Cara Ebbeling and Dr. David Ludwig of Boston Children's Hospital and colleagues said their study involved 224 overweight or obese ninth- and 10th-graders who regularly drank 1.7 sugary beverages a day.
The year-long study intervention was designed to reduce consumption of these beverages by delivering non-caloric beverages to participants' homes for participants and their families. Members of the control group were given gift cards to buy whatever beverages they wanted.
The study, published in the New England Journal of Medicine, found the experimental group of adolescents -- who virtually eliminated consumption of sugary beverages -- gained 4 fewer pounds and had essentially no body mass index increase compared with the control group. The control group continued to drink sugar-sweetened beverages regularly, but at reduced levels, possibly due to local public health efforts to reduce sugary drink consumption at school, Ebbeling said.
Hispanic adolescents showed the greatest benefit -- gaining 14 fewer pounds than the control group.
"No other single food product has been shown to change body weight by this amount over a year simply through its reduction," Ludwig said in a statement.
"Obesity is a serious and complex public health issue facing our nation and the rest of the world and we all must work together to solve it.
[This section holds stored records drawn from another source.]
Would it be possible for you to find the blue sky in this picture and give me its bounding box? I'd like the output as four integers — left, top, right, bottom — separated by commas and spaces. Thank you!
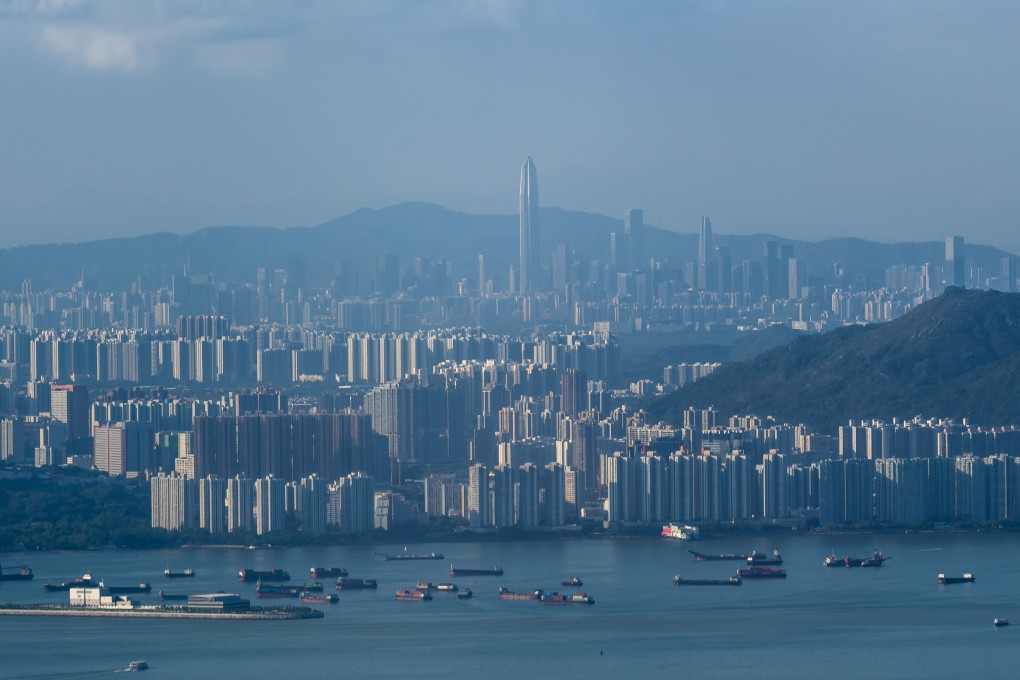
0, 0, 1020, 252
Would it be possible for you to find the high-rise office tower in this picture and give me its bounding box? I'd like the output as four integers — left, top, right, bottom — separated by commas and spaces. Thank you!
623, 208, 645, 270
517, 156, 542, 295
946, 237, 967, 287
698, 216, 715, 291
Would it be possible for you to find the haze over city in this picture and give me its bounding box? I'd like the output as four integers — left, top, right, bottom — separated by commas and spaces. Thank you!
0, 0, 1020, 252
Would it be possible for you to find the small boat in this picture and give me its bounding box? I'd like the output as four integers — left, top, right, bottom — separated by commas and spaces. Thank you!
687, 551, 749, 562
938, 574, 974, 585
748, 547, 782, 567
539, 592, 595, 605
673, 574, 744, 585
397, 589, 432, 603
450, 565, 503, 576
301, 592, 340, 605
337, 578, 378, 590
0, 565, 34, 581
310, 567, 347, 578
736, 567, 786, 579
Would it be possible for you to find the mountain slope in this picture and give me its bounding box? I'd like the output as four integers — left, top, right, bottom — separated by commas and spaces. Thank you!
650, 289, 1020, 430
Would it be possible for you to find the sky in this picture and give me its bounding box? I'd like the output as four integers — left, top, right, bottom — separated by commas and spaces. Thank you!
0, 0, 1020, 252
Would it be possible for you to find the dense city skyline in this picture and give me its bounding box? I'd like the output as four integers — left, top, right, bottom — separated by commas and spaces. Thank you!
0, 0, 1020, 252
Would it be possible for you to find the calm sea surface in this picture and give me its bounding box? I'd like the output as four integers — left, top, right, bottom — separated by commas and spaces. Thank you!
0, 533, 1020, 680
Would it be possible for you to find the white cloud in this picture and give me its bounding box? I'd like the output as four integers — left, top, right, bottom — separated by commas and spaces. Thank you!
40, 25, 140, 72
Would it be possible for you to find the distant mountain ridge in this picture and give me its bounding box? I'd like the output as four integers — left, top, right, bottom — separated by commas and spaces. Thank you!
0, 203, 1007, 291
648, 287, 1020, 431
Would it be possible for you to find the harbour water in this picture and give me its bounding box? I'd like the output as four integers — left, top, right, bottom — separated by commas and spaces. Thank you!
0, 533, 1020, 680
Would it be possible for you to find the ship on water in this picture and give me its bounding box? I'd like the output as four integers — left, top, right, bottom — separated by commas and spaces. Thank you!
0, 565, 34, 581
238, 569, 291, 582
659, 524, 698, 540
309, 567, 347, 578
823, 551, 891, 567
673, 574, 744, 585
687, 551, 750, 562
450, 565, 503, 576
748, 547, 782, 567
43, 571, 99, 592
375, 547, 445, 562
938, 573, 974, 585
736, 566, 786, 579
337, 578, 378, 590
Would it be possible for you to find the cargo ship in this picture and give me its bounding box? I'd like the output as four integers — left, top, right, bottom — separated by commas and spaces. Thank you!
375, 547, 445, 562
659, 524, 698, 540
99, 581, 152, 595
687, 551, 750, 562
310, 567, 347, 578
736, 567, 786, 578
500, 585, 542, 599
673, 574, 744, 585
539, 592, 595, 605
938, 574, 974, 585
255, 581, 301, 597
43, 572, 99, 592
238, 569, 291, 582
450, 565, 503, 576
0, 566, 34, 581
337, 578, 378, 590
301, 592, 340, 605
748, 547, 782, 567
823, 551, 890, 567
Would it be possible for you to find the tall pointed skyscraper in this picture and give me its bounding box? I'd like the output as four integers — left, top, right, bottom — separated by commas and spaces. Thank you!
517, 156, 542, 295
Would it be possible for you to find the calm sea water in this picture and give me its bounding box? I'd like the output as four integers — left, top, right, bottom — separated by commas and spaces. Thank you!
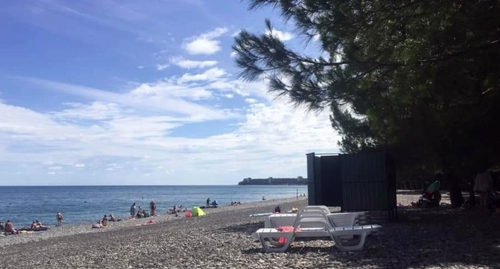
0, 186, 307, 227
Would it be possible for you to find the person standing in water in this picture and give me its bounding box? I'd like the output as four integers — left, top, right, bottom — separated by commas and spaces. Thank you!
149, 201, 156, 216
57, 212, 64, 226
130, 203, 135, 219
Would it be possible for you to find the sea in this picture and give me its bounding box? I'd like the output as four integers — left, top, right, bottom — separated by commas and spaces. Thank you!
0, 185, 307, 227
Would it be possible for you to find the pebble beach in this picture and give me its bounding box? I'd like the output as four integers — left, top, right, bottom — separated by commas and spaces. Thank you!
0, 195, 500, 268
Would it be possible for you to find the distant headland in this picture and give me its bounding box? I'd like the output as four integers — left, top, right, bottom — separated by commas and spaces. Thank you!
238, 177, 307, 185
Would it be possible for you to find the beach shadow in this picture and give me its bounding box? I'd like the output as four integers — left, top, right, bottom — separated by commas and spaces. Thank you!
219, 221, 264, 235
241, 244, 338, 255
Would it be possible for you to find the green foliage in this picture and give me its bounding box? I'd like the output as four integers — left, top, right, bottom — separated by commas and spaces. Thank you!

We know, and science supports, that obesity is not uniquely caused by any single food or beverage," said a statement by the American Beverage Association.
"Thus, studies and opinion pieces that focus solely on sugar-sweetened beverages, or any other single source of calories, do nothing meaningful to help address this serious issue. The fact remains: Sugar-sweetened beverages are not driving obesity. Americans consume about 617 more calories today than they did in 1970, but more than 90 percent of those incremental calories come from sources other than beverages."